Polyglot Box-Passing Processing Pipeline Architecture
Overview
One function of the SeqWeb system is to convert OEIS sequence data (.seq
files) into semantic web knowledge graphs (.ttl
files). Such conversions lie in the domain of SeqWeb’s Webwright subsystem (see Systems Design for context)
The Webwright subsystem constructs the knowledge graph by orchestrating an ensemble of Fabricators. Each Fabricator is responsible for generating a specific portion of the knowledge graph, and implements a polyglot processing pipeline composed of individually-implemented software Modules designed to interface readily with related Modules. Each Module may be implemented in an arbitrary language (e.g., Python, Java, Lisp, Bash — see Rationale for Polyglot Implementation below).
For example, a Fabricator might extract entities from selected OEIS entry text, and then build RDF triples linking the subject sequence to those entities via specific relationships. Upstream Modules in this Fabricator would handle entity extraction; downstream Modules would generate the RDF; others may support intermediate transformation, filtering, or enrichment.
Fabricator polyglot pipeline architecture
Modules communicate via a shared abstract structure called a box — functionally a box is just a language-agnostic key-value map that flows through the pipeline.
a box
Each module is designed to function as a plug-and-play unit in one or more Fabricator pipelines, in which modules may be composed, replaced, tested, or reused independently, regardless of implementation language.
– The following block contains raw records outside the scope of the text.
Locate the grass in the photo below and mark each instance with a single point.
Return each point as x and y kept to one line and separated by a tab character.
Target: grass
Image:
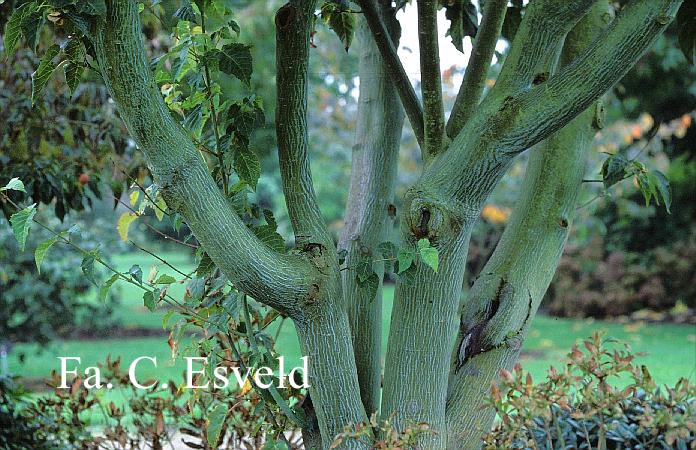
670	349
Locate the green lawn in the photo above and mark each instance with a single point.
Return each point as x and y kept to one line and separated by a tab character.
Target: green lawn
670	349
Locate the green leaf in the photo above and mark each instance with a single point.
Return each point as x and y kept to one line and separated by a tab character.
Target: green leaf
686	21
75	52
430	256
13	27
216	420
123	224
205	267
150	299
405	259
341	20
166	318
423	243
268	235
104	289
663	187
186	13
136	273
160	207
463	21
87	265
364	269
646	187
371	285
21	223
247	166
614	170
389	252
44	72
512	21
41	250
165	279
15	184
235	59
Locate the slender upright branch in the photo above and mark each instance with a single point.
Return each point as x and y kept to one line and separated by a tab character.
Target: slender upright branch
474	81
396	71
502	303
281	281
370	212
431	82
293	27
507	122
547	107
538	42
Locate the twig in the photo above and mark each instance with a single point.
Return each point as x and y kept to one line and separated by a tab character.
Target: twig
431	83
213	112
396	71
160	259
473	84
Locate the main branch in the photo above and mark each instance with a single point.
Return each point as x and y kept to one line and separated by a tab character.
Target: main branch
472	86
281	281
504	299
370	213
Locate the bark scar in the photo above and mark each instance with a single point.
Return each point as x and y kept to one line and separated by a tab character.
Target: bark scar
473	344
513	339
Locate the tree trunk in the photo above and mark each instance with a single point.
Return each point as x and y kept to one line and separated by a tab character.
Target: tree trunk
504	299
370	211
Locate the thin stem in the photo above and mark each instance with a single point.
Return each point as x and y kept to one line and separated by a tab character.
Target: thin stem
164	235
396	71
159	258
474	81
213	112
431	83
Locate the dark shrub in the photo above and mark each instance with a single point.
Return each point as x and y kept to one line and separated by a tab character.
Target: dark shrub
600	400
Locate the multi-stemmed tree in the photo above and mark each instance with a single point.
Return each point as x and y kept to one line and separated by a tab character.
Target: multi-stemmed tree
444	348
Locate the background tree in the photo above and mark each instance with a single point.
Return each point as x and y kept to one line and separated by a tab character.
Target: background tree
443	350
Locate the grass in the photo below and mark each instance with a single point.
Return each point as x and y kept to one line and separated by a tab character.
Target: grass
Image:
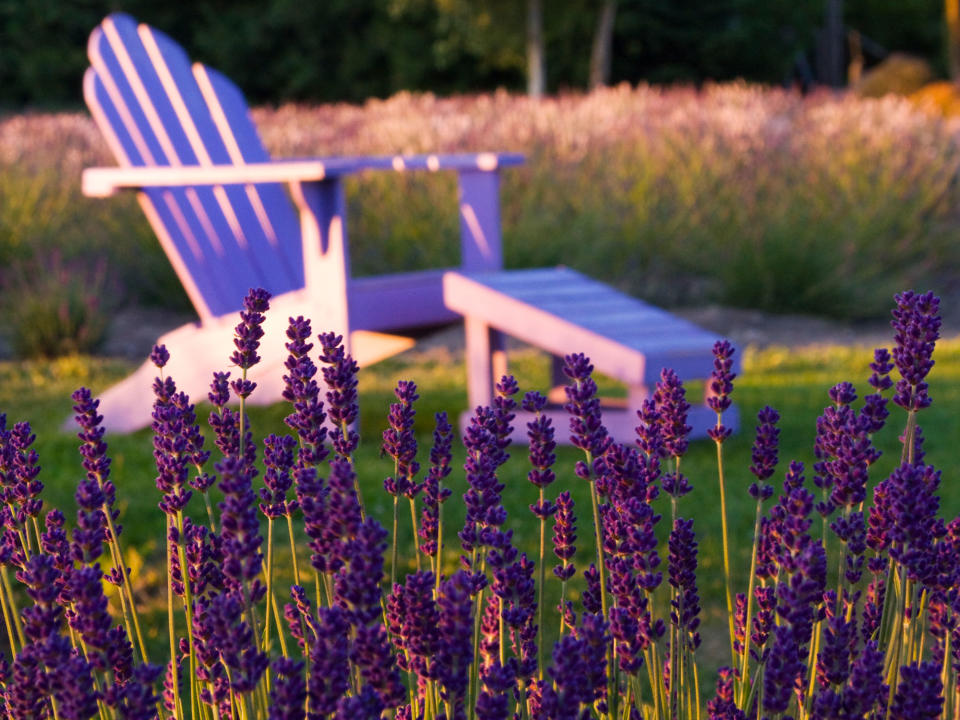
795	382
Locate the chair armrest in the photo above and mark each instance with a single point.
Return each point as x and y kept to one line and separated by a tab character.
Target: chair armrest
103	182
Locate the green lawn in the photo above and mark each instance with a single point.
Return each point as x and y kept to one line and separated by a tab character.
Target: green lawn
795	383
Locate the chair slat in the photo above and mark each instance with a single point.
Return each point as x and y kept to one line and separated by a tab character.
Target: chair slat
228	233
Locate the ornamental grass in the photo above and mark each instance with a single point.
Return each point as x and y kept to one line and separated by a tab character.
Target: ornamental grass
850	610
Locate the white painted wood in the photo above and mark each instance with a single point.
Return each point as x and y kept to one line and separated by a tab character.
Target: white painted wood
196	352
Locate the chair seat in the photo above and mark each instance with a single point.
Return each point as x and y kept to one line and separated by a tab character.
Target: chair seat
561	311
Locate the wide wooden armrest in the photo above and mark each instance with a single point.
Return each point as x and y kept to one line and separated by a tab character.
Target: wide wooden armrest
102	182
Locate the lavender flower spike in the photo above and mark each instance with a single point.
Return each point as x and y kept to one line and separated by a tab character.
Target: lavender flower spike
720	386
247	338
916	323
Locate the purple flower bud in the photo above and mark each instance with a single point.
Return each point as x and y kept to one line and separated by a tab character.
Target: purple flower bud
302	391
916	323
400	443
722	706
340	376
240	530
278	461
247	337
586	426
720	386
682	567
542	444
564	536
764	452
919	695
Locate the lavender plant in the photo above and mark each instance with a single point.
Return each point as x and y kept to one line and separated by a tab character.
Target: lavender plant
852	615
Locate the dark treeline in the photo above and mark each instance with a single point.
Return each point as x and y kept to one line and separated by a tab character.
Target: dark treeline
328	50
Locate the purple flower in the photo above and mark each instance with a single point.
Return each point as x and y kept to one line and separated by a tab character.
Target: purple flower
137	699
225	634
722	706
681	574
434	495
865	689
329	661
365	706
766	600
343	518
594	640
174	444
783	669
288	692
764	454
542	445
833	661
720	386
586	426
916	323
278	463
670	400
570	676
400	443
418	634
590	597
25	489
240	530
247	337
89	616
340	376
919	695
910	509
357	584
455	653
497	684
160	356
301	390
483	501
564	536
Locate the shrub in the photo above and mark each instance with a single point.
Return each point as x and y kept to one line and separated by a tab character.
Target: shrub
878	635
53	308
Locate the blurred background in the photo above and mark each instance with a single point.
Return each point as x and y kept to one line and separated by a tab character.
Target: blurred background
791	157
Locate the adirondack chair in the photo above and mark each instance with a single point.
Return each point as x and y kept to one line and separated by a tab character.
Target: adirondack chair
219	205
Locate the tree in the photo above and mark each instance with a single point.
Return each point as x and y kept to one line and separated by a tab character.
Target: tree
536	60
952	16
602	52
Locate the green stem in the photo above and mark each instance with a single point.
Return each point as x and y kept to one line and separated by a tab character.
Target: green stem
171	629
13	605
269	573
393	552
751	583
8	625
413	519
726	549
541	580
293	551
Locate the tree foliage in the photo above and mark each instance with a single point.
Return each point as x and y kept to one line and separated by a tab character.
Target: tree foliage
279	50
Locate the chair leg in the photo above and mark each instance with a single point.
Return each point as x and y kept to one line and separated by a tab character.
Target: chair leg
486	359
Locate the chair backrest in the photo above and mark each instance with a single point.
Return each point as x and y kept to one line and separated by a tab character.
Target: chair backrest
156	109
Modules may be composed using two different implementation mechanisms: via native orchestration (when the modules are implemented in the same language) or executed in isolation through shell wrappers that expose a standardized shell interface. This hybrid model allows clean decoupling, testability, and flexibility across execution boundaries.
Key Terminology
Term | Meaning |
---|---|
box | A dictionary-like structure of key-value pairs shared between modules. It serves both as the input/output of each module and as a shared common carrier of state across pipeline stages. |
inbox | The input box to a module. |
outbox | The output box from a module, typically the inbox plus zero or more updates to existing key-values and/or additional new key-values. |
module | A processing unit that takes an inbox and returns an outbox. |
program | A shell-invocable wrapper around a module exposing the inbox/outbox interface over shell+JSON. |
shell wrapper | A thin entry point that translates shell input to a native-language box , invokes the core function, and emits JSON output. |
core function | A native-language, pure function that maps a box (dict/map) to another box . |
destructuring interface | A function signature that binds named keys from a box to function arguments (e.g., *, prompt, noisy=False, **_rest ). |
box-then-kwargs pattern | Pattern where a function accepts the full box and also unpacks it for destructuring. |
native composition | Bypassing the shell wrapper by directly calling core functions within the same runtime environment. |
shell execution | Cross-language or system-level execution where modules run as subprocesses using wrapper interfaces. |
Wrapper Contract
The main()
function in each module serves as a shell wrapper with a strict contract:
Input Contract:
- Parse command-line arguments into a standardized “inbox” structure
- Convert shell arguments to appropriate data types for the core function
- Handle common flags like
--noisy
,--help
, etc.
Output Contract:
- Serialize the “outbox” as JSON to stdout
- Ensure JSON output is consumable by other pipeline modules
- Maintain language-agnostic compatibility
Core Function Contract:
- The
main()
wrapper must call the core function with the exact same semantics - No modification of core function behavior
- No additional functionality beyond argument marshalling and JSON output
Anti-Patterns to Avoid:
- Adding test functionality to
main()
wrappers - Modifying core function semantics in the wrapper
- Using
main()
for standalone tools or debugging - Adding functionality that breaks JSON output compatibility
The wrapper exists solely to enable shell-based composition across languages. All other functionality should be implemented separately.
Implementation Patterns
Destructuring Core (Python)
def normalize_prompt(box: Dict[str, Any], *, prompt: str, noisy: bool = False, **_rest) -> Dict[str, Any]:
"""
Core function that normalizes a prompt and returns an outbox.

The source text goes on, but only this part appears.